The most compelling motivation to transform the capabilities of a DSN to solve DA is the cost reduction in the data storage under the DA solution. As we discuss below, the cost of storing data on FileCoin is significantly cheaper than storing data on Ethereum. Given current Ether/USD prices, it costs over 3 million USD to write 1 GB of calldata to Ethereum, only to be pruned after 21 days. This calldata expense can contribute to over half of the transaction cost of an Ethereum-based rollup. However, 1 GB of storage on FileCoin costs less than .0002 USD per month. Securing DA at this or any similar price would bring transaction costs down for users and contribute to the performance and scalability of Web3.
Economic Security
In FileCoin, collateral is required to make storage space available. This collateral is slashed when a provider fails to honor its deals or uphold network guarantees. A storage provider that fails to provide services faces losing both its posted collateral and any profit that would have been earned from providing storage.
Incentive Alignment
Many of FileCoin’s protocol incentives align with the goals of DA. FileCoin provides disincentives for malicious or lazy behavior: storage providers must actively provide proofs of storage during consensus in the form of Proof-of-Replicas and Proof-of-Spacetime, continuously proving that the storage exists without honest majority assumptions. Failure of a storage provider to provide proof results in stake slashing, and removal from consensus, among other penalties. Current DA solutions lack incentive for nodes to perform DAS, relying on ad-hoc altruistic behavior for proof of DA.
Programmability
The ability to customize data deals also makes a DSN an attractive platform for DA. Data deals can have varying durations, allowing users of a DSN-based DA to pay for only the DA that they need.
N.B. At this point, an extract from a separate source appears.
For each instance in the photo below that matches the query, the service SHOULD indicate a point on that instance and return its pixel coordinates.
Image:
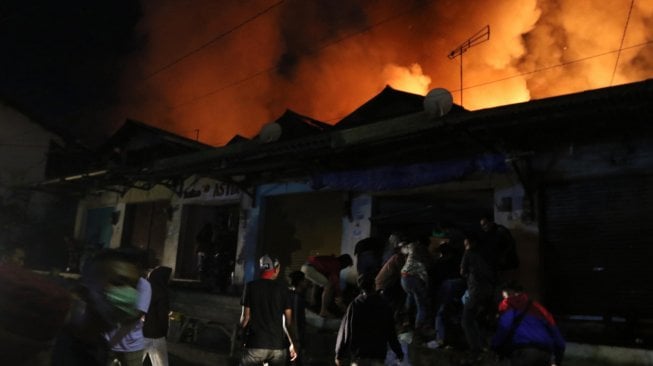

Fault tolerance can also be tuned by setting the number of copies that are to be stored throughout the network. Further customization is supported via smart contracts on FileCoin (called Actors), which are executed on the FEVM. This leads to FileCoin’s growing ecosystem of DApps, from compute-over-storage solutions such as Bacalhau to DeFi and liquid staking solutions such as Glif. Retriev makes use of FileCoin Actors to provide incentive-aligned retrieval with permissioned referees. FileCoin’s programmability can be used to tailor DA requirements needed for different solutions, so that platforms that rely on DA are not paying for more DA than they need.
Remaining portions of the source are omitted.